Following the Senate passage of a medical cannabis bill in North Carolina, House Speaker Tim Moore (R) has indicated the measure is unlikely to reach the chamber floor for a vote, North Carolina Public Radio reports. Without the support of House Republicans, the bill is likely dead for the year.
Moore, who opposes the reforms, told WRAL News that he won’t consider the measure as the state’s legislative session winds down and did not say whether the chamber would hold a vote on the bill in the future.
“I want to see where our folks are on it. I really do. That one has just kind of been thrown down, and I don’t see an appetite to take that up in the shorter session. As far as the long session, I won’t say one way or the other.” — Moore to WRAL
An April poll conducted by SurveyUSA on behalf of WRAL found that 72% of North Carolina voters support medical cannabis legalization, with 18% opposed. The poll also found a majority (57%) of voters back adult-use legalization.
The poll found that 64% of Republicans approve of medical cannabis legalization along with 75% of Democrats.
In a statement to WRAL, Jordan Monaghan, a spokesman for Democratic Gov.
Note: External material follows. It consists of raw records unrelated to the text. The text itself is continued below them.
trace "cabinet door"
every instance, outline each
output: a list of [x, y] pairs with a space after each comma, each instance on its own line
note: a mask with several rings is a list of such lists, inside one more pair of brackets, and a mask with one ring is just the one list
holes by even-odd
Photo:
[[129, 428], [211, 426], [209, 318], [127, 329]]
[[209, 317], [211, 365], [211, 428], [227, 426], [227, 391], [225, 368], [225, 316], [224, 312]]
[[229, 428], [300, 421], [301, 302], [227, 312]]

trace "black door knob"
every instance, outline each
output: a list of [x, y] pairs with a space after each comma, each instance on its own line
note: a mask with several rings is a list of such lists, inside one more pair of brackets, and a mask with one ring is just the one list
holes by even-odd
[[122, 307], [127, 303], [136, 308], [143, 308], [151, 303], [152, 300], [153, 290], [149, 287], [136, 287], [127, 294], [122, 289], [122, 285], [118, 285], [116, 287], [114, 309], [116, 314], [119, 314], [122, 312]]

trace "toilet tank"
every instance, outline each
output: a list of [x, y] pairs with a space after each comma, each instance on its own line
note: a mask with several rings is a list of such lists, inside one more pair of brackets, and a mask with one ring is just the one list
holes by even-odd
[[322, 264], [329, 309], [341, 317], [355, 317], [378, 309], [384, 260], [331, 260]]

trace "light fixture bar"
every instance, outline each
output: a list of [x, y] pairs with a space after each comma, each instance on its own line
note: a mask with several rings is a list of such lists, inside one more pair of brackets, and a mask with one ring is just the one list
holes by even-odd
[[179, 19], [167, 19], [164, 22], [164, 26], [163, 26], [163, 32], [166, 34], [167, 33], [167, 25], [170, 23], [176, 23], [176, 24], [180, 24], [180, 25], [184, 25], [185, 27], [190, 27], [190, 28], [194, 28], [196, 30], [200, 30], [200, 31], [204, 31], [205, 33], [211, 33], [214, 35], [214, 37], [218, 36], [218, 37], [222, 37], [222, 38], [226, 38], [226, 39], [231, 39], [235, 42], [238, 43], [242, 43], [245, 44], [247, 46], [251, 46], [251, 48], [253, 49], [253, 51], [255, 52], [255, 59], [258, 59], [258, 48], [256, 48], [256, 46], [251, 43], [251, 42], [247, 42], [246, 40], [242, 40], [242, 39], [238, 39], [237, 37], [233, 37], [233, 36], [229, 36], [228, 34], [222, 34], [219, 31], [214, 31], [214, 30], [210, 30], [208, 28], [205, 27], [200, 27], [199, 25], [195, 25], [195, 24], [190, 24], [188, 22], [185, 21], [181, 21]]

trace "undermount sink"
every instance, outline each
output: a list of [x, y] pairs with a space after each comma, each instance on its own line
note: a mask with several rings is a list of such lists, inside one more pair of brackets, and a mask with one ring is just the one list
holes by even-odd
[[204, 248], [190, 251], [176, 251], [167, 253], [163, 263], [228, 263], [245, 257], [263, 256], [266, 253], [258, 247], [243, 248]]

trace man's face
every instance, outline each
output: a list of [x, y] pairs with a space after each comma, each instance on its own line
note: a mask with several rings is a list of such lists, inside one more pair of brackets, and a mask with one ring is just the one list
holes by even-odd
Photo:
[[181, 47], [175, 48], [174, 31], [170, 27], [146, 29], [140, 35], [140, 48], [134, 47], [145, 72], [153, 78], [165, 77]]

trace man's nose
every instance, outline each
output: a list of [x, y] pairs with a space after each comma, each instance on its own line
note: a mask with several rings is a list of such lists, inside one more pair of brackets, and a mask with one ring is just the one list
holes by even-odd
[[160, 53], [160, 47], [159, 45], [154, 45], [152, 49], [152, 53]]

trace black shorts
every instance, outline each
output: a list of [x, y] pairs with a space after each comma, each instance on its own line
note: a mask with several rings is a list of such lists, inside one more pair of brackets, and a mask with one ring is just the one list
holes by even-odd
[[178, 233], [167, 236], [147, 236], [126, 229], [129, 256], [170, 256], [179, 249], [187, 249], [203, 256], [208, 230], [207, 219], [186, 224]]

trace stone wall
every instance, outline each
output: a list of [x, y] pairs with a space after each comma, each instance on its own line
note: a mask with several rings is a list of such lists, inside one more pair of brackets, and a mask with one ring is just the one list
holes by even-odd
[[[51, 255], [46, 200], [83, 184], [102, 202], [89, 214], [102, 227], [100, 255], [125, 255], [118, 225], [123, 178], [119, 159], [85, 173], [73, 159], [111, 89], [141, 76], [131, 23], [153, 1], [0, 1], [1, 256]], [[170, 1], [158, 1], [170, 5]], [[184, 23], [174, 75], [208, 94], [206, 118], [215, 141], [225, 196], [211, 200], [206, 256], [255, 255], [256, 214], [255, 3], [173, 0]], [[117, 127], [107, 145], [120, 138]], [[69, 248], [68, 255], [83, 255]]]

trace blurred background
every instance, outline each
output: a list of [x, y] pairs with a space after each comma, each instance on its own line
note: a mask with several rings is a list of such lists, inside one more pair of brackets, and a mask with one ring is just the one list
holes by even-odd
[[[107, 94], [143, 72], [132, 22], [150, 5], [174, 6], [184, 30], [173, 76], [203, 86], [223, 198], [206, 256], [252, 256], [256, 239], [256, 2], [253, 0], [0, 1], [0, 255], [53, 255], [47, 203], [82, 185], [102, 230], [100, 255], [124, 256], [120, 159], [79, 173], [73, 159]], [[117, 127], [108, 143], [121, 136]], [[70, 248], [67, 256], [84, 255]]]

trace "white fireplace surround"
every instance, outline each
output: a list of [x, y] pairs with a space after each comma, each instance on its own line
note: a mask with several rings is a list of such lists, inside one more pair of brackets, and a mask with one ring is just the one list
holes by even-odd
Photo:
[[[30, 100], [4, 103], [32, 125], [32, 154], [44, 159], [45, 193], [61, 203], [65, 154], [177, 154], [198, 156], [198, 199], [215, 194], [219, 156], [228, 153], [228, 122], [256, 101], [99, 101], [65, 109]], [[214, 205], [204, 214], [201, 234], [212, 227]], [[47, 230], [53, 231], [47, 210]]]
Roy Cooper, said the governor “supports efforts to make medical marijuana available.” Lawmakers this session passed a bill to legalize medical cannabis were the Food and Drug Administration (FDA) to do so first and Cooper is still assessing that measure.
The FDA-oriented bill requires the agency first approve cannabis as a prescription drug, then the Drug Enforcement Administration must make the proper change to federally controlled substance schedules, and finally, a North Carolina commission would have to not object to the change.
The broad medical cannabis legalization bill had been approved by the Senate 35-10.